The OFs talked about sapping (sapping being maple syrup) again this week, and next year at this time will probably talk about sapping again because that is what some of the OFs are into. Those who have had real maple syrup on their pancakes or waffles know what the OFs are talking about.

The real stuff is so much better than the flavored tar that carries the name syrup, but the comparison has a long way to go to equal the boiled-down sap from a tree.

Maple syrup is like honey — nothing added. The OFs just take the sap from the tree, add heat, bring to boil, and bingo! Maple syrup!

Honey is a thick, sweet, syrupy substance that bees make and store in honeycombs (which can be scraped off) and there you are: Honey!

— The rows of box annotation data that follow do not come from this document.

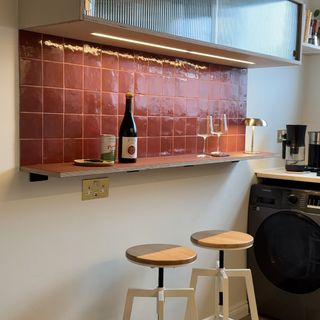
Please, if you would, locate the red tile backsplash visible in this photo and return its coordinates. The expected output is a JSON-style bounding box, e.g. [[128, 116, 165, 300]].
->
[[19, 31, 247, 165], [43, 88, 63, 113]]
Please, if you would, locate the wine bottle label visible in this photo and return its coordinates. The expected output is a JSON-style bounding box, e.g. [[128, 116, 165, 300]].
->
[[121, 137, 138, 159]]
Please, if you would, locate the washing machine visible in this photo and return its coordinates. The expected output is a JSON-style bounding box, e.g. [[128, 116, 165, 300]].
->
[[247, 184, 320, 320]]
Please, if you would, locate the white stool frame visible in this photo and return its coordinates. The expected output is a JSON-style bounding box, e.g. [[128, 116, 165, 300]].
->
[[190, 248, 259, 320], [123, 266, 198, 320], [123, 288, 198, 320]]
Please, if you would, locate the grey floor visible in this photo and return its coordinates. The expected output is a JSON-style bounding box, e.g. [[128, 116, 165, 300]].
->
[[241, 316, 272, 320]]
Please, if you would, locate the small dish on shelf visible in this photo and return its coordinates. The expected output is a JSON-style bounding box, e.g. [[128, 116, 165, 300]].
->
[[73, 159, 114, 167]]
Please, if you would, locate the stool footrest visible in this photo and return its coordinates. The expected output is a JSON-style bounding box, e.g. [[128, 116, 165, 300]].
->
[[123, 288, 198, 320], [190, 268, 259, 320]]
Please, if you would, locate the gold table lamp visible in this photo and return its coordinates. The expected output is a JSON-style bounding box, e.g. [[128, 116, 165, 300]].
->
[[243, 118, 267, 153]]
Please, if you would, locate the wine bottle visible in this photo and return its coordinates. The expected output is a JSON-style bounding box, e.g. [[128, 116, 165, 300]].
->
[[118, 92, 138, 163]]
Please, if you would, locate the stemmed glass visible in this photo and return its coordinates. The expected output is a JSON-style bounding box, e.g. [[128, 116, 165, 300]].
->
[[211, 113, 229, 157], [197, 116, 212, 158]]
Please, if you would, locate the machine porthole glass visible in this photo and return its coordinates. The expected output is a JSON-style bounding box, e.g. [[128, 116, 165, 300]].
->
[[254, 211, 320, 294]]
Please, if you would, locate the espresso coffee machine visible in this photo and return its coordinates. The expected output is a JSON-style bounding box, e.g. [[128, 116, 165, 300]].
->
[[282, 124, 307, 172], [308, 131, 320, 172]]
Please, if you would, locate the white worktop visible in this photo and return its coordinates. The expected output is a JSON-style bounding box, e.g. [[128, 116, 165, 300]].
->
[[255, 168, 320, 183]]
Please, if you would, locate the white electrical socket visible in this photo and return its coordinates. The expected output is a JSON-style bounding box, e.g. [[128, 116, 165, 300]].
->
[[82, 178, 109, 200]]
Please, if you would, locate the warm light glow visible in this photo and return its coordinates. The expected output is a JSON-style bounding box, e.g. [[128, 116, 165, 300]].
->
[[91, 32, 255, 64], [91, 32, 189, 53]]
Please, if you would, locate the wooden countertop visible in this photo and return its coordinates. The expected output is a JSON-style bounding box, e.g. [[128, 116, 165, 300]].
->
[[255, 168, 320, 183], [20, 152, 278, 178]]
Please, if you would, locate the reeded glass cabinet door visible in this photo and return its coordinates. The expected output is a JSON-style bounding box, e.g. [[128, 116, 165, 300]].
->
[[85, 0, 301, 60], [217, 0, 299, 60], [89, 0, 216, 42]]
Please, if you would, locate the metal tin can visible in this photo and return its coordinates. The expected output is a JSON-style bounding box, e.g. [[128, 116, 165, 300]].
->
[[100, 134, 116, 162]]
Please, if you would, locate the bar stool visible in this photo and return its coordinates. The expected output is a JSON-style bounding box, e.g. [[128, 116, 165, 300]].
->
[[190, 230, 259, 320], [123, 244, 198, 320]]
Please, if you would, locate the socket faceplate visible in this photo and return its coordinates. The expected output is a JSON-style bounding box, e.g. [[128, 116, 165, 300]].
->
[[82, 178, 109, 200]]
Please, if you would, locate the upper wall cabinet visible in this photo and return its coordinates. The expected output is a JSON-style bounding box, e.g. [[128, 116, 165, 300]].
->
[[19, 0, 304, 68]]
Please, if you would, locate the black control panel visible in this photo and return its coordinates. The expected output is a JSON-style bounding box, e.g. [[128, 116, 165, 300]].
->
[[250, 184, 320, 214]]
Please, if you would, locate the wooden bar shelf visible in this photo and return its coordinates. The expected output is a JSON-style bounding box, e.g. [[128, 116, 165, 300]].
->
[[20, 152, 279, 181]]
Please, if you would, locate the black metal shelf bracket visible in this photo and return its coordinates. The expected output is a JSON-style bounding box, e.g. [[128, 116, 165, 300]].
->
[[29, 172, 48, 182]]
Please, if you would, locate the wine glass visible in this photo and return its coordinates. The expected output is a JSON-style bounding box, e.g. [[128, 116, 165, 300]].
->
[[211, 113, 229, 157], [197, 116, 211, 158]]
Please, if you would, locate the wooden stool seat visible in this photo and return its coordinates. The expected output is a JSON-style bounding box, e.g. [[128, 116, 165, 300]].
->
[[190, 230, 259, 320], [122, 243, 198, 320], [126, 244, 197, 267], [191, 230, 253, 250]]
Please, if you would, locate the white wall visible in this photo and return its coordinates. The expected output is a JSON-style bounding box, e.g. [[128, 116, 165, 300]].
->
[[0, 0, 300, 320], [302, 55, 320, 131]]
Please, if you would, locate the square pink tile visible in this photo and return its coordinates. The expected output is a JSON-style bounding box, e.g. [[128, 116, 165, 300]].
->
[[237, 135, 246, 152], [43, 34, 64, 62], [134, 116, 148, 137], [64, 64, 83, 89], [148, 61, 162, 75], [102, 69, 119, 92], [101, 116, 118, 136], [63, 139, 83, 162], [102, 52, 119, 70], [20, 86, 42, 112], [133, 94, 149, 116], [84, 67, 101, 91], [175, 78, 188, 97], [118, 93, 125, 117], [162, 62, 175, 78], [20, 140, 42, 166], [43, 139, 63, 163], [173, 98, 187, 117], [83, 115, 100, 138], [119, 56, 135, 71], [186, 118, 198, 136], [161, 117, 173, 136], [102, 92, 118, 116], [20, 113, 43, 139], [186, 79, 199, 97], [186, 98, 199, 117], [64, 38, 83, 65], [173, 117, 186, 136], [148, 96, 162, 116], [64, 114, 83, 138], [148, 75, 162, 96], [83, 91, 101, 114], [83, 47, 102, 68], [20, 59, 42, 86], [64, 90, 83, 114], [227, 135, 237, 152], [161, 97, 174, 117], [135, 58, 149, 73], [84, 138, 100, 159], [148, 117, 161, 137], [173, 137, 186, 155], [199, 80, 211, 99], [186, 136, 197, 154], [119, 71, 134, 93], [147, 137, 161, 157], [43, 113, 63, 139], [162, 77, 176, 97], [161, 137, 173, 156], [19, 30, 42, 59], [43, 61, 63, 88], [134, 73, 148, 94], [138, 137, 147, 159], [43, 88, 63, 113]]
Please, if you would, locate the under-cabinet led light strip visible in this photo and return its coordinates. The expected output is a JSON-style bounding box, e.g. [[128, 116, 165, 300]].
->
[[91, 32, 255, 64]]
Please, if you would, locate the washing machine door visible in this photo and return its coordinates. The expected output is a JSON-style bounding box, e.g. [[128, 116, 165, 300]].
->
[[254, 211, 320, 294]]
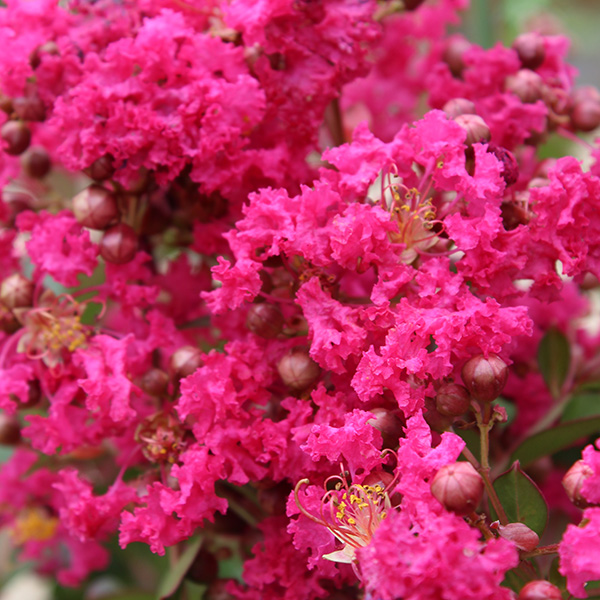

If you want to try this honey it is possible to eat comb and all; nothing of any kind added.

At one time it was suggested that, if you ate the honeycomb, it would help with migraine headaches. The OFs don’t know about that.

One OF thought that sugar and salt is literally the same thing. Nothing is added, the cane is just dried and ground for sugar, and salt is no more than evaporated sea water, or ground-up rock. At least that is what the OF thinks of the way salt is produced.

My goodness! It almost sounds like going back to school at breakfast with the OMOTM. When putting all the conversations together, the OFs do cover many topics, projects, and basic living from firsthand information, or experiences.

As it is said, the school of hard knocks has the best teachers. It is also said experience is the best teacher. Take your pick; the OMOTM have both.

Those OFs, who at the Chuck Wagon Diner picked up their higher education degrees, were: Miner Stevens, Paul Nelson, Ted Feurer, Jake Lederman, Pete Whitbeck, Jake Herzog, Rich LaGrange, Bill Lichliter, George Washburn, Robie Osterman, Joe Rack, Mark Traver, Paul Guiton, Duncan Bellinger, Paul Whitbeck, John Dapp, Lou Schenck, Jack Norray, Bill Bremmer, Heb Bahrmann, Paul Bahrmann, Doug Marshall,  and me.